Francisco Wang

Personal information
- Date of birth: 14 February 2010 (age 16)
- Place of birth: Abrantes, Portugal
- Position: Winger

Team information
- Current team: Benfica

Youth career
- Benfica

International career^{‡}
- Years: Team / Apps / (Gls)
- 2024: Portugal U15 / 3 / (0)

= Francisco Wang =

Portuguese footballer (born 2010)

Francisco Wang (弗朗西斯科-王: born 14 February 2010) is a Portuguese professional footballer who plays as a winger for Benfica.

==Early life==
Wang was born on 14 February 2010. Born in Abrantes, Portugal, he is of Chinese descent through his parents.

==Club career==
As a youth player, Wang joined the youth academy of Benfica. During the spring of 2026, he signed his first professional contract for the club.

==International career==
Wang is a Portugal youth international.
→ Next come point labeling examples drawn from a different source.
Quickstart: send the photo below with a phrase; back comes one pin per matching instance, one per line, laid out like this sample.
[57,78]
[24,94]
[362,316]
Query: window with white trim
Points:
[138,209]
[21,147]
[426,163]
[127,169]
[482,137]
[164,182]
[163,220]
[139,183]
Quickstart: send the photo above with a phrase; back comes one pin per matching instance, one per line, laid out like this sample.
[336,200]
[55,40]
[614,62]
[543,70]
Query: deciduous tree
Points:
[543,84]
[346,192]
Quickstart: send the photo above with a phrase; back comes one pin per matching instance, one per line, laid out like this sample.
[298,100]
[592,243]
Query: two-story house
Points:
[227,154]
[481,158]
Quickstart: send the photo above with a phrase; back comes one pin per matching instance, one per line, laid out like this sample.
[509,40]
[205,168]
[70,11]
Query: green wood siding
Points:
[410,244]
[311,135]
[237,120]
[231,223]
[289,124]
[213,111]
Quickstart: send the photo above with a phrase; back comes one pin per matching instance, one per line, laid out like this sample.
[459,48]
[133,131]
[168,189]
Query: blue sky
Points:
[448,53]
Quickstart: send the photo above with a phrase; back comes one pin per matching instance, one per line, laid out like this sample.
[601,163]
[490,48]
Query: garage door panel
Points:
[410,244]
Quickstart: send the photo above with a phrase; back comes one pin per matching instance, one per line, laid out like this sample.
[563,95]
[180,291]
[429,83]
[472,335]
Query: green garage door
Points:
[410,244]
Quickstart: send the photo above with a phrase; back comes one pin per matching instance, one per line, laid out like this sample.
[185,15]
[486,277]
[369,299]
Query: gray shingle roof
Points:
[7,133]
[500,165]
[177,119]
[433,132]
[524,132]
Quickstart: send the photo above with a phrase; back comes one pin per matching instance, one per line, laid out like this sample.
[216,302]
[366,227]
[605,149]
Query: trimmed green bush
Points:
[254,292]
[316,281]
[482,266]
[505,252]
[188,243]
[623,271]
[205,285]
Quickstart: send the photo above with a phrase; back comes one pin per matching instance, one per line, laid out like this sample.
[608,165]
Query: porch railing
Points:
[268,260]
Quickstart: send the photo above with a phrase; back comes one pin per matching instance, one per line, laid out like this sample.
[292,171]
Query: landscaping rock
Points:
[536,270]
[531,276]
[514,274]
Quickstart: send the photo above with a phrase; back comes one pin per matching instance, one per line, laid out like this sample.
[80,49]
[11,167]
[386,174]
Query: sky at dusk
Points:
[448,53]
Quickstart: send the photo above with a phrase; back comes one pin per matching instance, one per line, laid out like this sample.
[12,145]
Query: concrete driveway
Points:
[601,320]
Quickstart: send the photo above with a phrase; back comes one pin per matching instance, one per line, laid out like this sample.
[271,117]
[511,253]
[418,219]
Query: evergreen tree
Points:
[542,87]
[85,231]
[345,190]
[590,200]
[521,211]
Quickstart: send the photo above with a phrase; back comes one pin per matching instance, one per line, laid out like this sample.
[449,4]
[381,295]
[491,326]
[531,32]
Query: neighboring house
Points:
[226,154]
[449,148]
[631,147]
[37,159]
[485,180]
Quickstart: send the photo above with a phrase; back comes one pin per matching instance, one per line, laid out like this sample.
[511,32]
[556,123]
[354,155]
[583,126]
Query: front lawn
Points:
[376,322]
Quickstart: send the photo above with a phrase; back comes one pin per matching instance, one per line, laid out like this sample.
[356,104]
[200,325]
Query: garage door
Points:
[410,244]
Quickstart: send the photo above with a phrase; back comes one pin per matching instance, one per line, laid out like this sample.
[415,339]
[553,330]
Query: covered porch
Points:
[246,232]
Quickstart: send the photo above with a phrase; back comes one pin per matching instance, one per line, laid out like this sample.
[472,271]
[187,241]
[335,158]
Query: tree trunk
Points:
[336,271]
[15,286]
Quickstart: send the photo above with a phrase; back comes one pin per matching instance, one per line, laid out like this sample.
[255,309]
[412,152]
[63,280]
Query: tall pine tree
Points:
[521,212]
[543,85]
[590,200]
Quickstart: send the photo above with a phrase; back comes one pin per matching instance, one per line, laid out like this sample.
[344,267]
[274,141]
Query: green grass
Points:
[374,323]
On 13 December 2024, he debuted for the Portugal national under-15 football team during a 3–0 home friendly win over the Ukraine national under-15 football team.

==Style of play==
Wang plays as a winger. Chinese news website Hupu Sports wrote in that "his key attributes include high speed, explosive acceleration, and proficiency with both his left and right feet".